Universities of Dundee and Cape Town form partnership with Bayer
Medicinal chemistry and biology experts at the Universities of Dundee (Scotland) and Cape Town (South Africa) have linked up with Bayer's pharmaceuticals division to develop new treatments for tuberculosis (TB).
The collaboration combines knowledge of TB biology, drug discovery and medicinal chemistry, with access to an industrial library of chemical compounds.
All three partners are already members of the Tuberculosis Drug Accelerator (TBDA), a programme launched in 2012 and funded by the Bill & Melinda Gates Foundation, which aims to identify novel therapies to reduce significantly the treatment time for TB. The new collaboration will optimise hits from the Bayer compound library that were identified within the TBDA programme, with the goal of developing them into potential preclinical drug candidates.

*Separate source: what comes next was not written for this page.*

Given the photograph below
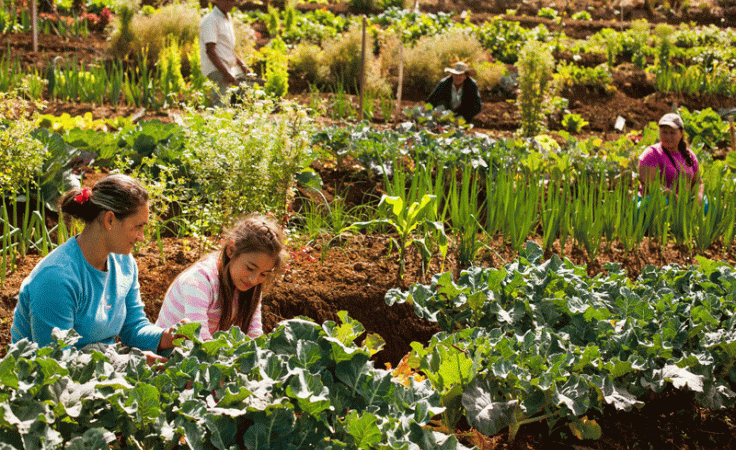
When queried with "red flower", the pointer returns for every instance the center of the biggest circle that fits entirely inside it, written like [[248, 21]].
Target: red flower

TB kills 1.5 million people globally every year, with more than nine million falling ill from the disease, mainly in developing countries. Although effective, current first-line therapies for TB are considered inadequate owing to the fact that they take up to six months to cure patients. The long treatment regimen contributes to high rates of treatment default, leading to increased disease transmission, drug resistance, and death.

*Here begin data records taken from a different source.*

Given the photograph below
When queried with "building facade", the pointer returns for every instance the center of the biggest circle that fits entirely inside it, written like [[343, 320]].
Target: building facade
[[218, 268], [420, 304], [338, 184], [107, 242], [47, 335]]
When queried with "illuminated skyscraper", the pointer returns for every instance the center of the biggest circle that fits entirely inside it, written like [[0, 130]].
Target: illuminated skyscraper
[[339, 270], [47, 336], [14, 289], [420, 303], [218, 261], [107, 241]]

The Drug Discovery Unit (DDU) at the University of Dundee and UCT’s Drug Discovery and Development Centre (H3D) are two of the leading centres in academia for drug discovery globally, particularly relating to diseases across the developing world. Both are funded by the Bill & Melinda Gates Foundation, with DDU additionally funded by the Wellcome Trust. Scientists at both DDU and H3D recently announced the separate discovery of new antimalarial compounds.

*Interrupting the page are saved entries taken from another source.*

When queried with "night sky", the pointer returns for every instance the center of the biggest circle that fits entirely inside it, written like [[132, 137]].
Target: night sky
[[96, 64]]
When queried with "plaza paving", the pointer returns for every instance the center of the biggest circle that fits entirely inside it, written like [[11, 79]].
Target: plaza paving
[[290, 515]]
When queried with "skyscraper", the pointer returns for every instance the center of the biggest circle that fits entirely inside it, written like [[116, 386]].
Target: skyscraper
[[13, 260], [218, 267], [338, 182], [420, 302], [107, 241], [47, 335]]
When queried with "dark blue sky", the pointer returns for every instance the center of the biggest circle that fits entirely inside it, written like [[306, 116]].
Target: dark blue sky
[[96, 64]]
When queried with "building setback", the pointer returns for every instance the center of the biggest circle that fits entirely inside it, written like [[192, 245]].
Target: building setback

In addition to H3D, UCT is home to the Institute of Infectious Disease and Molecular Medicine (IDM) which, since its establishment in 2005, has gained a reputation as a global leader in TB and HIV research with an extensive network of national and international collaborations. The partnership with Bayer and Dundee will rely on the Molecular Mycobacteriology Research Unit (MMRU), which is funded by the South African Department of Science and Technology and the South African Medical Research Council, among others, for TB biology assays and expertise.